I grew up in the 1990s, not the 1950s, but I still heard the phrase, “guys don’t make passes at girls who wear glasses.” I remember laughing at it, thinking it was some relic from my parent’s generation. And yet, as boys started entering the picture, I started to feel there was some truth in it. I got introduced to the concept of a “hot list” in fourth grade. I was in class on the carpet watching a video and someone slipped me a folded piece of paper. I opened it and read a list of girl’s names, my classmates. My name wasn’t anywhere on it. “What is this?” I whispered to my friend. “Ben’s ranking the hottest girls in class. Everyone’s on there.” “Yeah!” I said and quickly folded the paper back up. I was too humiliated to tell her I hadn’t even made the list. I was lower than the least hot girl in class. I was forgotten.
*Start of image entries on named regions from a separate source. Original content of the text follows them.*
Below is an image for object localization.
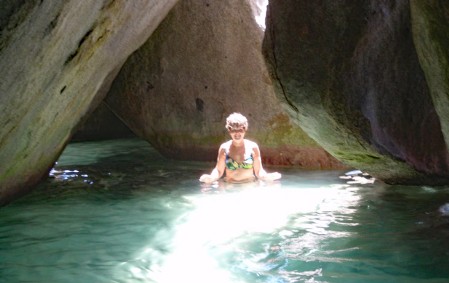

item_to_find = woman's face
[228,127,246,141]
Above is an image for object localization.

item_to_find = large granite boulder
[106,0,342,169]
[264,0,449,184]
[410,0,449,149]
[0,0,176,205]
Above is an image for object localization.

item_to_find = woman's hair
[226,113,248,131]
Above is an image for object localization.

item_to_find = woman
[199,113,281,183]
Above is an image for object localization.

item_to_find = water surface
[0,139,449,283]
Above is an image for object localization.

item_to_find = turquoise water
[0,139,449,283]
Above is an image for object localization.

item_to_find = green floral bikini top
[225,150,254,170]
Tiny little events like this happen throughout adolescence and cause you to question how much you truly care about acceptance. I saw the way certain friends would get attention from guys and I wished I had their confidence. Gaining that confidence always came down to one singular action: getting rid of my glasses. My friends didn’t wear glasses and neither did the starlets I idolized on the big screen.
Hollywood has a fraught relationship with eyeglass wearers. For proof of their views, watch any makeover scene ever. For example, the entire plot of 1999’s She’s All That hinges on Rachel Leigh Cook being “secretly” hot—except no one would ever know behind that pair of glasses. In the Princess Diaries, Anne Hathaway’s character goes through an epic makeover to make her royalty-worthy. In her makeover montage her eyebrows are plucked out, her hair tamed, and her glasses are broken. Literally the stylist takes them in his hands and breaks them in two without asking permission. Uncool. Of course, those characters are just as gorgeous with specs ad without them. But when you’re a young glasses wearer, those kind of messages don’t go unnoticed.
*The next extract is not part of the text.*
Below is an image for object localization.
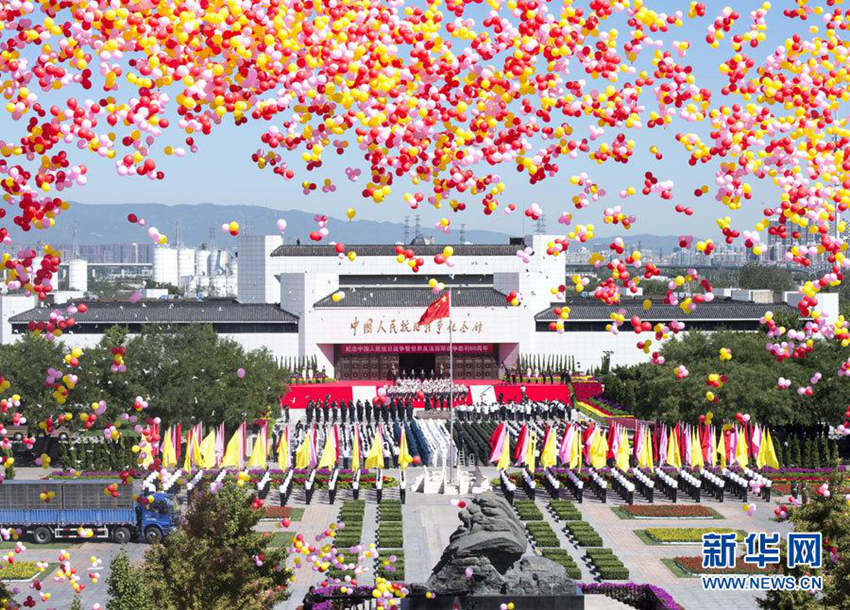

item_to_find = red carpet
[283,379,568,409]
I bought into all this nonsense. The summer before starting high school I finally got my wish to rid myself of glasses. I forced myself to learn to wear contact lenses. I stuck my fingers in my eyeballs over and over and over again until the lenses stuck. On one notable occasion I lost one of my contacts before the first bell rang and struggled through the most excruciating typing class of my life. But I was determined to “pass” as a sighted person in the hopes that some boy would be like, “Your face. It’s so unobstructed. Prom? Yes?”
Wearing glasses doesn’t make you any less gorgeous, no matter what you see in the movies. I wore contacts exclusively from the ages of 14-27. During that time I developed a personality and honed my sense of humor. I used that to stand out from the crowd and make my mark. In college I met cool girls who rocked glasses and embraced them as another part of what made them special. They didn’t hide that part of themselves, they made it known. Acceptance is what makes a person beautiful.
Last year I found a pair of glasses I really liked, these retro, leopard, cat-eye frames that fit my personality well. I wear them almost every day now. I like people to know I wear glasses because it has shaped who I am. I’ve spent too many years fixated on adhering to a narrow scope of beauty and I’m over it. That’s what I would tell little Olive Hoover before she takes the pageant stage. Your glasses? They’re rad, and so are you. Trust me.